Massive MIMO deployments require per-beam performance monitoring. The PM counter L1M.RS-SINR.BinX.BmIdx provides SINR distribution per SSB beam index. Operators use beam-level SINR to detect blocked beams (e.g., new construction obstructing a specific azimuth) and trigger beam reconfiguration.

EN-DC KPIs (NSA Mode)

In NSA mode, the UE maintains dual connectivity to both LTE (master node) and NR (secondary node). Additional KPIs include:

  • SgNB Addition Success Rate: (SgNB Add Succ / SgNB Add Att) x 100; threshold >= 95%
  • SgNB Abnormal Release Rate: (SgNB Abnormal Rel / SgNB Rel) x 100; threshold <= 2%
  • SCG Failure Rate: Tracks secondary cell group radio link failures

KPI Correlation Patterns

Experienced NOC engineers recognize correlations that accelerate troubleshooting:

  1. Low CSSR + High RACH failure: Points to uplink coverage issue (UE cannot reach gNB). Check UL noise floor and RACH configuration.
  2. High drop rate + High HO failure: Mobility-related drops dominate. Check neighbor relations, A3/A5 event thresholds, and X2/Xn transport.
  3. Low throughput + High PRB utilization: Capacity exhaustion. Consider carrier aggregation, additional spectrum, or traffic offload.
  4. High latency + Normal PRB utilization: Scheduling inefficiency or transport bottleneck. Check PDCP/RLC retransmissions and backhaul RTT.

PM Counter Collection

PM counters are collected via the O1 interface (using NETCONF/YANG or file-based reporting) at configurable intervals -- typically 15-minute or 1-hour granularity per TS 28.550. The counters feed into OSS/BSS platforms (Ericsson ENM, Nokia NetAct, Huawei iManager U2020) where KPIs are computed and visualized.
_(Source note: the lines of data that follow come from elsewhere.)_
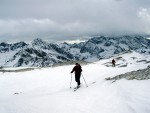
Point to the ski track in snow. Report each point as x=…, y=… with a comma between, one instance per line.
x=48, y=90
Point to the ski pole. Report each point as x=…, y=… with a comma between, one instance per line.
x=84, y=81
x=71, y=81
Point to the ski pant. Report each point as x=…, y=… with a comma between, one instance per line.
x=77, y=78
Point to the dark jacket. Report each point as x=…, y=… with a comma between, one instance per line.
x=77, y=69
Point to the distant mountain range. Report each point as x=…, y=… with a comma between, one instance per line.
x=42, y=54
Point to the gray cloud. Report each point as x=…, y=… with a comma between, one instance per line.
x=72, y=19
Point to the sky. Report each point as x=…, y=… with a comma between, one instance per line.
x=24, y=20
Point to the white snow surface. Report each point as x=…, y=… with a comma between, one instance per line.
x=47, y=90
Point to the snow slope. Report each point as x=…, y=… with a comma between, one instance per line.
x=47, y=90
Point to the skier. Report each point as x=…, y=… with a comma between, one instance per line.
x=113, y=62
x=77, y=69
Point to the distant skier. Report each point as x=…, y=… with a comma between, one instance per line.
x=77, y=69
x=113, y=63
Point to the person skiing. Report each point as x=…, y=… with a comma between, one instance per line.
x=113, y=62
x=77, y=69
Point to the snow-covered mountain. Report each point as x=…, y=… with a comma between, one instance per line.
x=47, y=90
x=41, y=53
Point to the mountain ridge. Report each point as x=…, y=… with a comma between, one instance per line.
x=40, y=53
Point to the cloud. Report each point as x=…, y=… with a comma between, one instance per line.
x=144, y=15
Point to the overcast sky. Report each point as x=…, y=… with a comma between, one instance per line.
x=72, y=19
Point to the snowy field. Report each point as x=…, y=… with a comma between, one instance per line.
x=47, y=90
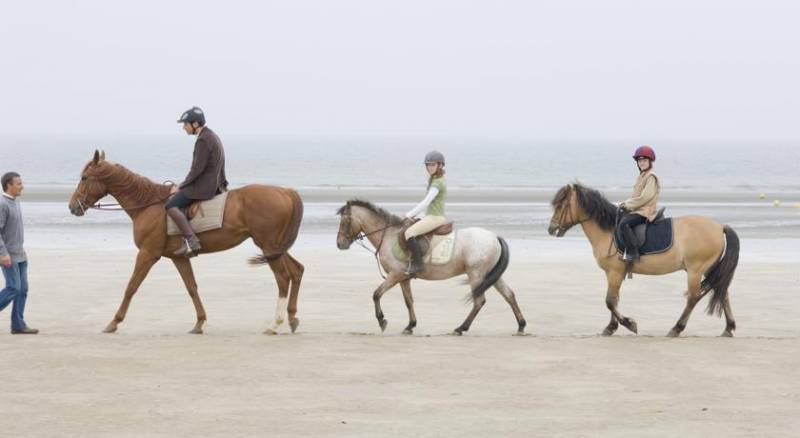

For real-time KPI monitoring, operators increasingly deploy streaming telemetry using gRPC-based interfaces that push counter updates every 1-10 seconds, enabling near-real-time anomaly detection and automated optimization loops.

Key Takeaway: 5G KPIs are organized around accessibility, retainability, and integrity, each mapped to specific PM counters in TS 28.552. Mastering the formulas, understanding threshold levels, and knowing how to decompose aggregate KPIs into root causes is the core competency of 5G network operations.